Who list her hount, I put him owte of dowbte,
As well as I may spend his tyme in vain;
And, graven with Diamonds, in letters plain
There is written her faier neck rounde abowte:
Noli me tangere, for Caesars I ame;
And wylde for to hold, though I seme tame.

I first read Thomas Wyatt’s poetry in college, and had the singular, wonderful experience of listening to the mellifluous voice of my English-born Renaissance literature professor read this sonnet, a translation from Petrarch.  Wyatt (1503-1542) was rumored to be Anne Boleyn’s lover, though he managed to escape execution for the supposed offense, and often this poem is read as a wistful forgoing of her companionship.

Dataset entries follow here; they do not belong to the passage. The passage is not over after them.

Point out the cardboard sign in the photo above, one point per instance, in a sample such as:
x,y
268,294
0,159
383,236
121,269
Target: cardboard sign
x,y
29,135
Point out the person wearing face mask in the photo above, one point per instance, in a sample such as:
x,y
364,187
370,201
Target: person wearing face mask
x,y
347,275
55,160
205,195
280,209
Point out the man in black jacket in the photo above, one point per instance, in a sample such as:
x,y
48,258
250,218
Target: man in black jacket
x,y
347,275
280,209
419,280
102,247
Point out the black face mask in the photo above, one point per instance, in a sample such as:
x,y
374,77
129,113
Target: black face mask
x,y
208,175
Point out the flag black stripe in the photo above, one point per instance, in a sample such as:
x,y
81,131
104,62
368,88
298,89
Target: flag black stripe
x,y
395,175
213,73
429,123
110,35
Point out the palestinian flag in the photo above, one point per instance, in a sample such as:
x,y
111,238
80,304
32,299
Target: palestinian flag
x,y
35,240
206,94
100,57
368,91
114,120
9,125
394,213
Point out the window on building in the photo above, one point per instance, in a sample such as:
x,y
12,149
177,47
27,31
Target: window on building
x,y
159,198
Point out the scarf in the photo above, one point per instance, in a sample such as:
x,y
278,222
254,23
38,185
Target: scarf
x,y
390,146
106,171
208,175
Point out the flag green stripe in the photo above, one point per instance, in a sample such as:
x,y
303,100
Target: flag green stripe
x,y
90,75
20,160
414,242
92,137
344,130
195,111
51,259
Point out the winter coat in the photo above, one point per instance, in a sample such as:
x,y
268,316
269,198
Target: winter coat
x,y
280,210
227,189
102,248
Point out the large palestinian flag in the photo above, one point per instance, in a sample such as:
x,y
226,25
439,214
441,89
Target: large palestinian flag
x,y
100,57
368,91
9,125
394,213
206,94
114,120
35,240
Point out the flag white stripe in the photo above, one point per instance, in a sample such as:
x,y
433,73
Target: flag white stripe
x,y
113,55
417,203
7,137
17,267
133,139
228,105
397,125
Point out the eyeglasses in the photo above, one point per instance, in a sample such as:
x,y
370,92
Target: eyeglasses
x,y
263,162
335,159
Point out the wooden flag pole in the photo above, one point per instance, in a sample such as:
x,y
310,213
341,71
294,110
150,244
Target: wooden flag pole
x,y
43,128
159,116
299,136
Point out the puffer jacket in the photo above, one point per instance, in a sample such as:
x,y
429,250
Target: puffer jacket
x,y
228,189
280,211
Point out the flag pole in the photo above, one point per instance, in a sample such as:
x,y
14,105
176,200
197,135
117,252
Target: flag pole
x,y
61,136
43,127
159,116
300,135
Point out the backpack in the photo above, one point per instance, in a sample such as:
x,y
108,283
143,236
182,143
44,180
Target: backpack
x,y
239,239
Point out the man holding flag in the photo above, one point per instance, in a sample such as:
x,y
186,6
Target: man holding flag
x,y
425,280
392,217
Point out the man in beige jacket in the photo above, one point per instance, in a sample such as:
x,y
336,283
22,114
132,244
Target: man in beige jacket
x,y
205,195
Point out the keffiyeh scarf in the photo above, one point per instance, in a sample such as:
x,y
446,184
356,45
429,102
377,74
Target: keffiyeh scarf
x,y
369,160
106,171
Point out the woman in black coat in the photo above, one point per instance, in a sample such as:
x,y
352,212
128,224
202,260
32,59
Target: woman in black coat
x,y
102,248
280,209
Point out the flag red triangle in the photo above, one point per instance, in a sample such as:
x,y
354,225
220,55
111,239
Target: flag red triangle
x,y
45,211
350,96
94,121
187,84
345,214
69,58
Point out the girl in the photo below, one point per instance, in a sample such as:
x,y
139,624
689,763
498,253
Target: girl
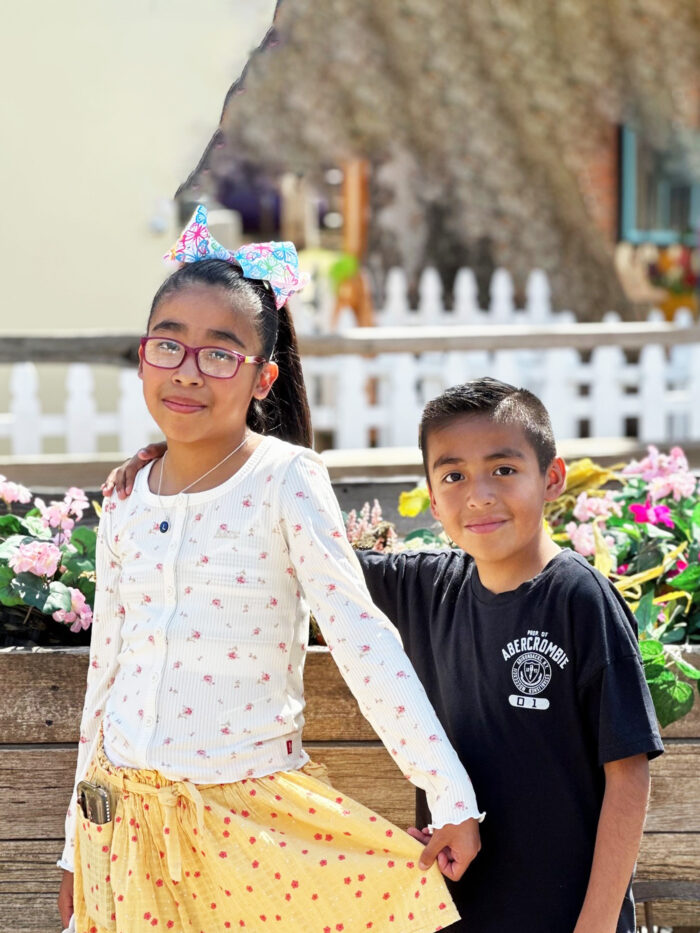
x,y
214,817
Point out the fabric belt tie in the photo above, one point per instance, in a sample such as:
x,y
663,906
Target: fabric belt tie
x,y
168,798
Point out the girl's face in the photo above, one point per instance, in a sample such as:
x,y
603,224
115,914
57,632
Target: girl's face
x,y
188,406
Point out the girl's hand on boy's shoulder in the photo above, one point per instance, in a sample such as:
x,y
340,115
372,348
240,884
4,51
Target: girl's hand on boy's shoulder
x,y
121,479
454,846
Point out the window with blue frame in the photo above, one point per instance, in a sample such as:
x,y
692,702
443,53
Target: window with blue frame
x,y
659,199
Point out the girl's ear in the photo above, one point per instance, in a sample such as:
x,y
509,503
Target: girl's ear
x,y
555,480
266,379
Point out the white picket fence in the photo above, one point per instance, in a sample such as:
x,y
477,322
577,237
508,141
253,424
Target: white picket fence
x,y
359,401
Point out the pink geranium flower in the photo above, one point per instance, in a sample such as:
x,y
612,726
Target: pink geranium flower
x,y
79,614
13,492
38,557
652,514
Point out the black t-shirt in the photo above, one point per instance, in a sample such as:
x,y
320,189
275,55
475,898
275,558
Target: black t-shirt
x,y
537,688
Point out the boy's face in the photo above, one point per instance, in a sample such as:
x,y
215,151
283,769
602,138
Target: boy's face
x,y
487,489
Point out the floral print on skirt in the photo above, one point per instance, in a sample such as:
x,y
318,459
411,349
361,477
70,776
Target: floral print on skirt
x,y
286,852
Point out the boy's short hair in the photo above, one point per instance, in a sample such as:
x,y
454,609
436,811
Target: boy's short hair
x,y
497,401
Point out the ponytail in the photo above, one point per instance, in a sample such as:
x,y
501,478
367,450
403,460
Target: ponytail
x,y
284,413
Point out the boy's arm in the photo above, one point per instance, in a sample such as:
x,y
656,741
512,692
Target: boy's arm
x,y
617,843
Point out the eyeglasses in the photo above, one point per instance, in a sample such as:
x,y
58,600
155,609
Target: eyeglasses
x,y
166,353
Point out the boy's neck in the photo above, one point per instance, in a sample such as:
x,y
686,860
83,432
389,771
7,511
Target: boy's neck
x,y
504,576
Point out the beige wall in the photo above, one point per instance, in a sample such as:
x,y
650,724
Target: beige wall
x,y
106,107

The poem’s form never interferes with its meaning, and, I think, makes this one of the most pleasing sonnets to read aloud. I’ve reproduced it here with something close to its original spelling, and I’ve tried to make the punctuation as unobtrusive as possible (you’ll find different punctuation in almost every published version of the sonnet).

Something I noticed on this reading: At line 11, the speaker’s note that the “hynde” wears a diamond collar indicating Caesar’s ownership begins with “And” — it’s almost an afterthought. The exhausting chase makes the hunt impossible, not Caesar’s prior claim.